Thomas Hanwright was the third of the four sons and two daughters of Joseph and Minnie Hanwright of West Ham, Essex (today situated in London). His older brother, Joseph, served in the Royal West Kent Regiment, 1st Battalion from 1902 and survived the First World War. Thomas was born in Stratford, London on October 25, 1880 and by 1898 had worked as a zinc worker with his father and joined the 5th – 13th Royal Fusiliers (City of London Regiment). Extensive military records have survived which document Thomas Hanwright’s military career and life. His personal folder accessed at the National Archives in London showed that he joined the Duke of Cornwall’s
Light Infantry, 2nd Battalion as Private 5470 on May 25, 1898. The above photo (found in Cornwall’s Regimental Museum) is believed to have been taken shortly after Hanwright enlisted in Bodmin. He is described as a man of good character, with a fresh complexion and bearing a tattoo of a flower on his right forearm.

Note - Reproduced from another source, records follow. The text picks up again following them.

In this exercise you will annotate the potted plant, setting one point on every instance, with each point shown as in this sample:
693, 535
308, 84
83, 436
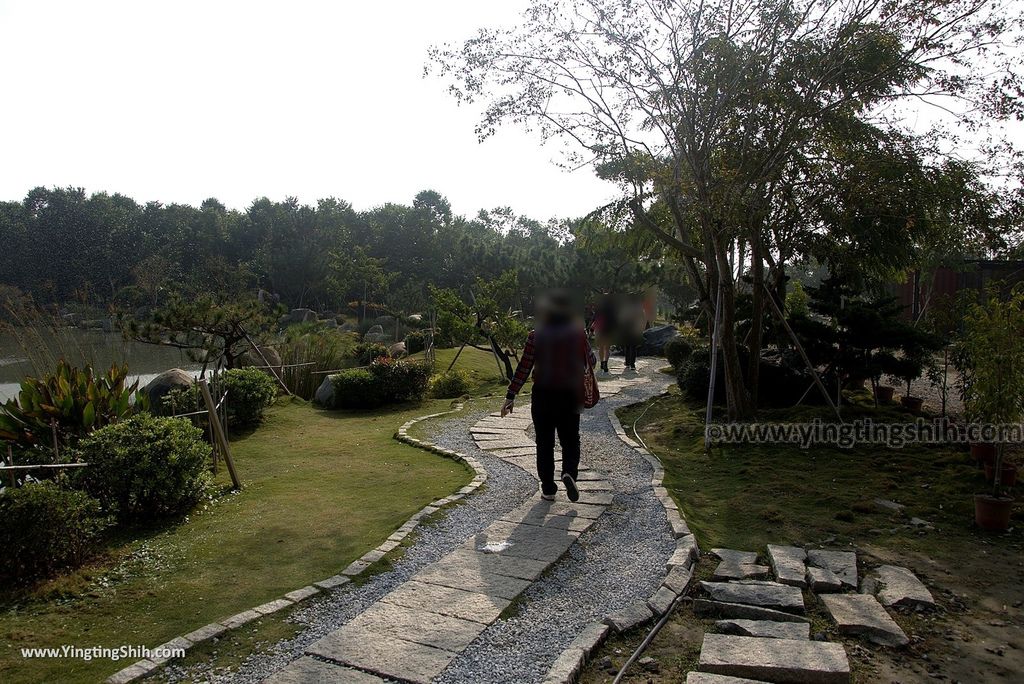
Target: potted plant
991, 353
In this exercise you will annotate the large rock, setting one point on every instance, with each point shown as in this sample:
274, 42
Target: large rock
900, 587
157, 388
862, 615
794, 660
654, 339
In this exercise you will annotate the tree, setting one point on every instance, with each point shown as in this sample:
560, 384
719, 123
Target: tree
712, 117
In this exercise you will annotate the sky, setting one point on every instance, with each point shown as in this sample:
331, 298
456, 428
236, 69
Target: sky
181, 100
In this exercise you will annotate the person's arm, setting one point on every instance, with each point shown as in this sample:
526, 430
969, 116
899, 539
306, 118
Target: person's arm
521, 375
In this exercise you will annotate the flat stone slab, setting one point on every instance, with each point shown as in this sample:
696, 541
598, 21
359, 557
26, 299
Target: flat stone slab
448, 601
429, 629
862, 615
787, 561
704, 607
764, 595
310, 671
822, 581
901, 588
736, 557
764, 628
786, 660
382, 654
842, 563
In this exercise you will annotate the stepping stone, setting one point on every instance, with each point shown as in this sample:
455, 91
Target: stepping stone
763, 595
382, 654
704, 607
901, 588
787, 561
842, 563
823, 581
765, 628
774, 659
736, 557
862, 615
310, 671
468, 605
729, 570
429, 629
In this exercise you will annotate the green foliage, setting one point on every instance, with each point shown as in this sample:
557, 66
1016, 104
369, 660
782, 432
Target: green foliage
75, 400
144, 467
450, 385
47, 528
249, 392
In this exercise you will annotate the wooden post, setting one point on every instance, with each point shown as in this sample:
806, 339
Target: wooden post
218, 432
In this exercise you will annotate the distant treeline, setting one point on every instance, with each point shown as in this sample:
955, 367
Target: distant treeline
60, 245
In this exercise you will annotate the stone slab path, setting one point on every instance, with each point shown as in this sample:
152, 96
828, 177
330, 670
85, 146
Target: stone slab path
414, 632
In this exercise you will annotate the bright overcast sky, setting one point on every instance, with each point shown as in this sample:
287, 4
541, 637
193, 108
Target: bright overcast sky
180, 100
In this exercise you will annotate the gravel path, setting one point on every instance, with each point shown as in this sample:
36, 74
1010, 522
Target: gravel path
619, 561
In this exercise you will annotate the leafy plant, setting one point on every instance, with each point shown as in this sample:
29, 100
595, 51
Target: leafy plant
72, 400
47, 528
145, 467
249, 392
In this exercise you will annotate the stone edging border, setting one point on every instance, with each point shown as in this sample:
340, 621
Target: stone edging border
679, 571
148, 666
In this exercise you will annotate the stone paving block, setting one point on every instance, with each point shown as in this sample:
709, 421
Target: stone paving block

Before the start of WWI, Thomas Hanwright was stationed in countless locations around the world. These include Gibraltar in 1906, where he was initiated into the United Grand Lodge of Freemasons (England), Bermuda in 1908, where medical records show that his wife, Alice Storey Bryant, who regularly joined her husband abroad, had been treated for depression, and South Africa in 1912, where his second daughter, Marjorie Rose died aged just five months. Thomas’ first daughter, Kathleen Alice (born 1904) survived both her parents. As Company Sergeant Major, Thomas was awarded the Distinguished Conduct Medal for his actions near St. Eloi, France on March 14, 1915, when he remained with two other men defending the Mound after his officer and all the men of the detachment had been killed or wounded. By the end of October of that year he had received a commission with the DCLI and he had risen to the rank of 2nd Lieutenant. A year later on October 3, 1916, when stationed in Salonika, Macedonia, Thomas was Killed in Action when attempting to transport supplies to the front line having recently been appointed Acting Transport Officer. He was aged 35 at the time of his death and was originally buried in Mekes Military Cemetery,
Salonika, before being exhumed to Kilo 71 Military Cemetery three years later in 1919. His widow, Alice Hanwright, was last recorded through a letter asking for her husband’s war medals to be returned to her.